Maeve McDermott, an 18-year-old first-year student at The College of Saint Rose in Albany, New York, was out with two friends when she read an article breaking the news that the college planned to shut its doors in 2024.
“We read the article at the same time, and we just looked at each other and literally started crying,” McDermott said.
Saint Rose is the most recent of over a dozen small, private college to close this year. Data suggest that a number of its students will not re-enroll in another similar institution.
And a portion might not earn their degrees altogether.
Hundreds of post-secondary schools close or merge with another institution every year, according to U.S. Department of Education data. Most of the colleges closing are two-year for-profit institutions.

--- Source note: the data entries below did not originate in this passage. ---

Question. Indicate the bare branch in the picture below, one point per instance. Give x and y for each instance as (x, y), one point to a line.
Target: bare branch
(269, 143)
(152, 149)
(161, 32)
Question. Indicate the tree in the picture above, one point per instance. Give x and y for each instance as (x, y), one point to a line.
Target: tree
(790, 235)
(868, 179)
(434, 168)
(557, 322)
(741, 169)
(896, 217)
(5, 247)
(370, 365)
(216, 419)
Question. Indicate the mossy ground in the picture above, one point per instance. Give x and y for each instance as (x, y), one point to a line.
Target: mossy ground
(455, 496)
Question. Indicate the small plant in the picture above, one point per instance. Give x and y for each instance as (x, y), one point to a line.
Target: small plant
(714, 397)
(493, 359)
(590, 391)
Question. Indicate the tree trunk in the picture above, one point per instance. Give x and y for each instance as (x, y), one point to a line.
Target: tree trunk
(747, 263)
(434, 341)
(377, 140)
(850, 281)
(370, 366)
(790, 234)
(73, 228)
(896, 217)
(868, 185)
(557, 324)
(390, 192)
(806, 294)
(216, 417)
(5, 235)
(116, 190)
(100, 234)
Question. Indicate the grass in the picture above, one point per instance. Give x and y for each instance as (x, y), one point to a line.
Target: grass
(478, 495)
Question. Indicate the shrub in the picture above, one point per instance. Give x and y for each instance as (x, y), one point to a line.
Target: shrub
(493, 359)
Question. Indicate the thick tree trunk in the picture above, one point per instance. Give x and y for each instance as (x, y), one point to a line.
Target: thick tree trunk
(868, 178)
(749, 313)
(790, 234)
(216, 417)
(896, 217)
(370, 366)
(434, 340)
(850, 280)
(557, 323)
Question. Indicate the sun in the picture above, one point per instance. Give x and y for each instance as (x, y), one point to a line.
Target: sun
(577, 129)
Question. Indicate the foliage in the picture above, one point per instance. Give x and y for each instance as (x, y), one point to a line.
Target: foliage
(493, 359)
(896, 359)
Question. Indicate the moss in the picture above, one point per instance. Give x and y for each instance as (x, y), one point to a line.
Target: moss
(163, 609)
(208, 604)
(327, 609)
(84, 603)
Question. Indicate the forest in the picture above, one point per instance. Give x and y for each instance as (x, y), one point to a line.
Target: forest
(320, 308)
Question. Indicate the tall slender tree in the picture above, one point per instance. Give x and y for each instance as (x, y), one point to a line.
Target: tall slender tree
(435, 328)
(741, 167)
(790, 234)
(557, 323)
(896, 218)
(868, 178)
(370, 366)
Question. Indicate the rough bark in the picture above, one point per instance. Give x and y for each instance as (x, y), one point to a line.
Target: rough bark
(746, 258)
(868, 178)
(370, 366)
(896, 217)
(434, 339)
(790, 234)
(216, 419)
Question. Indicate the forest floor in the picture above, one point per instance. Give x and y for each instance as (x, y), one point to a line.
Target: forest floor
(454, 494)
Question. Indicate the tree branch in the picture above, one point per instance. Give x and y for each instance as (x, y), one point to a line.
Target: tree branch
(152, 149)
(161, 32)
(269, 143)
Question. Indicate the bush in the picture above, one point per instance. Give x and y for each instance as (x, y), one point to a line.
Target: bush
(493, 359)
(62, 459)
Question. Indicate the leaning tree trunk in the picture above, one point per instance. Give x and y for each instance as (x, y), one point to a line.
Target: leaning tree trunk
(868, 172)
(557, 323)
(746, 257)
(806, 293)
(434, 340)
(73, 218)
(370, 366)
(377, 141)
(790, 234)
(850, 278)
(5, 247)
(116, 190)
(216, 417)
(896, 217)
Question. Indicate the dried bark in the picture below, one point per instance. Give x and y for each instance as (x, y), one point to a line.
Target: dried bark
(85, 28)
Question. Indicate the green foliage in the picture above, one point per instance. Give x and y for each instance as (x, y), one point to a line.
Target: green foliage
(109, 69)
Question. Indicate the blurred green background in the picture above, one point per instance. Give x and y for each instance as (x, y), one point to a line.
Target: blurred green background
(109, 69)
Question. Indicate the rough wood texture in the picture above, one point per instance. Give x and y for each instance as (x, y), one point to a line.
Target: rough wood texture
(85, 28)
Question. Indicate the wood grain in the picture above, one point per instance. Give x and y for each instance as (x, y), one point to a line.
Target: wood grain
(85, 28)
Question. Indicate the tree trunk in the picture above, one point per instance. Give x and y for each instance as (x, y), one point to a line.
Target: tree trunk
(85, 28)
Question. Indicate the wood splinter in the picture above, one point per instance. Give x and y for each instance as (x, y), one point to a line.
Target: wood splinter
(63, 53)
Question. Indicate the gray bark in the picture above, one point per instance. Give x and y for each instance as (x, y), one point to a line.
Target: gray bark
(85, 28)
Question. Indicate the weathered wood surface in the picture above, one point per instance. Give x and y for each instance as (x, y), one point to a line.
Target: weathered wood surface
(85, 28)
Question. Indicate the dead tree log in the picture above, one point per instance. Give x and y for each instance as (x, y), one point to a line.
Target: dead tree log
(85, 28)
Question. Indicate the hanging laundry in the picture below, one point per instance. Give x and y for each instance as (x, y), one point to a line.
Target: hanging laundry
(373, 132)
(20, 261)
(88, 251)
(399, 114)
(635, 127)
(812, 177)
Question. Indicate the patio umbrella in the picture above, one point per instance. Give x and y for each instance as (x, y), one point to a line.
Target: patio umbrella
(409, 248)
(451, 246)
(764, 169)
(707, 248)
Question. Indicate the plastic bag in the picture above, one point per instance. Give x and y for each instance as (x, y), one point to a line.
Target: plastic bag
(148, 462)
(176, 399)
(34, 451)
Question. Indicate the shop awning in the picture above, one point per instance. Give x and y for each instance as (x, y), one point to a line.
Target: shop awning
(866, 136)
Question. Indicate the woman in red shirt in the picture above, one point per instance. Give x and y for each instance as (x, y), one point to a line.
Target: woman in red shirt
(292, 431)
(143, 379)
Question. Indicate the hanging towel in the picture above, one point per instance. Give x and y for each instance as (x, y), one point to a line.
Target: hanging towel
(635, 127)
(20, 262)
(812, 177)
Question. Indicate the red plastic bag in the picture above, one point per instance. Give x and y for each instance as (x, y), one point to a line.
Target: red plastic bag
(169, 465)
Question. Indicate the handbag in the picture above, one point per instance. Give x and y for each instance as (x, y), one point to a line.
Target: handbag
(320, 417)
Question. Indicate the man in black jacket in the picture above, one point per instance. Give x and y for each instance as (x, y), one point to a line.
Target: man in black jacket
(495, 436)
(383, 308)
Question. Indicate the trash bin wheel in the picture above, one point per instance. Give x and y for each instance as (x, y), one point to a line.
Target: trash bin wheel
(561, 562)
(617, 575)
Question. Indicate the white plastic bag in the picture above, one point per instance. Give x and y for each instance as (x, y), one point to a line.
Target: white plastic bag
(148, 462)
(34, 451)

But even though it is less common for private, non-profit colleges to close, the number of these schools is shrinking. There were 1,643 private, four-year non-profit title IV institutions during the 2017-18 academic year in United States, according to data from the National Center for Education Statistics.
That number has since fallen to 1,587 for the 2022-23 academic year.
Once a college closes, students typically have two options, according to Robert Kelchen, a professor of higher education at the University of Tennessee.
“They can finish earning their degrees at another institution which may require them to repeat a number of courses if a teach-out agreement is not in place,” he wrote in 2020. “Alternatively, they can apply for a closed school discharge from the U.S. Department of Education.”
Kelchen noted that while receiving such a discharge frees students from paying any student loans, it also forces them to restart their studies at another institution.
School closures impact thousands of people every year, but there really isn’t a lot of data on what happens to students when their college or university closes.
One 2022 study from the State Higher Education Executive Office Association (SHEEO) found that about 47 percent of students who experienced a closure between 2004 and 2020 continued their enrollment at another institution post-closure.
Out of those students who did re-enroll, nearly 30 percent did so within a month of their school closing.
Meanwhile, almost 24 percent enrolled in another school between one and four months after experiencing a closure, about 20 percent re-enrolled between four months and a year afterward and 26 percent re-enrolled after more than a year.
Re-enrollment rates varied by school type, the SHEEO study also found.
Two- and four-year for-profit schools that closed had the lowest re-enrollment rates among students. Overall, the study found that about 34 percent and 48 percent of students at these types of schools, respectively, re-enrolled after experiencing a closure.
Public four-year institutions had the highest re-enrollment out of any school type at around 80 percent, according to the study, followed by private, non-profit two- and four-year colleges.
After experiencing a closure, about 71 percent of students at private, non-profit two-year colleges re-enrolled and about 70 percent of students at private, non-profit 4-year colleges did the same.
Re-enrollment rates also vary by the type of closure a school experiences: either planned or abrupt.
For example, at four-year non-profit schools that closed in an orderly fashion, like those that provided students with a teach-out plan, about 70 percent of students re-enrolled. Meanwhile, about 75 percent of students attending a four-year non-profit school that shut abruptly re-enrolled, the study found.
For Saint Rose students, the future of their studies remains unclear. Like with many nonprofit school closures, neighboring institutions are offering to help students transfer or complete their coursework.
“It’s like starting over that 11th grade college search process that nobody likes to do,” said 19-year-old Kelsey Higgins, a first-year at The College of Saint Rose.
Education experts who spoke with The Hill were adamant that there are plenty of options for students at closing colleges to finish their coursework at other schools—even if the process might be painful.
But while there might be opportunities to continue a degree at a neighboring school, a school closure has the potential to impact student preferences, according to Jeremy Wright-Kim, an assistant professor at the Marsal Family School of Education at the University of Michigan.
“It’s a matter of can they go to an institution that will honor a large portion of their credits ... versus do they want to,” he said.